Moscow will not be taking any steps within the next days to reverse its policy concerning the termination of the Intermediate-Range Nuclear Forces (INF) Treaty, Russian Deputy Foreign Minister Sergey Ryabkov said in a televised interview with Sky News on Tuesday.

 “We are not going to change anything in our policy in the days to come. We have never done so before, not since we have received a very straightforward US ultimatum,” Ryabkov said.

He also stressed that there was no enough trust in relations between Russia and NATO to accept earnest pledges of NATO member countries not to deploy intermediate-range missiles after the treaty is terminated. “The more NATO says it has no intentions, plans, the less we believe so,” the diplomat noted.

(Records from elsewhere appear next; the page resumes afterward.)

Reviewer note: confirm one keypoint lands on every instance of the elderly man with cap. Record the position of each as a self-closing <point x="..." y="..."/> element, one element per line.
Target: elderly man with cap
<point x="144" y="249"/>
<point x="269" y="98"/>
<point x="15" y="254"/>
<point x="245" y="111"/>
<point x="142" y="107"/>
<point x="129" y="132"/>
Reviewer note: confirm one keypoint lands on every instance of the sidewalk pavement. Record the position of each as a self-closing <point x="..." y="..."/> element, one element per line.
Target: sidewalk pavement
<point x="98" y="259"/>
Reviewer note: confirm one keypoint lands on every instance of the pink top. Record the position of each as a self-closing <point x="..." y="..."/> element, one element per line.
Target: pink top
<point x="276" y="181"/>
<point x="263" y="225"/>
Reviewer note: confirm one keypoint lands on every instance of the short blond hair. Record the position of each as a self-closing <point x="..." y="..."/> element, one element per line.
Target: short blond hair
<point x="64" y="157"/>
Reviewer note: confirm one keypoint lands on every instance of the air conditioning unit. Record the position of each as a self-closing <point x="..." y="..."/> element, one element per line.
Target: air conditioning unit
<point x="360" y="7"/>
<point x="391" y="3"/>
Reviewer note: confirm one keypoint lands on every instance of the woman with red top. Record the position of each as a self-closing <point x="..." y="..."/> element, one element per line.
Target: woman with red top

“In terms of Europe, we do think it would be appropriate for NATO and Russia to consider actions in parallel. As of now, we only heard what Secretary General of NATO, Mr. [Jens] Stoltenberg and what individual countries said, that there are no actual plans or intentions to deploy nuclear armed intermediate-range missiles,” he added.

 “But for us, an eventual deployment of conventionally armed missiles will be equally destabilizing because, number one, as you exactly rightly said, there is no trust, there is no confidence. Russia does not believe NATO. Russia thinks that what NATO says is disinformation, deliberate hybrid warfare,” Ryabkov added.

On 1 February  2019, US President Donald Trump and US Secretary of State Michael Pompeo announced the suspension of Washington’s obligations under the INF starting February 2. Washington is determined to withdraw from the treaty in six months unless Russia returns to “real and verifiable” compliance.

On February 2, Russian President Vladimir Putin announced that Moscow was also suspending the agreement.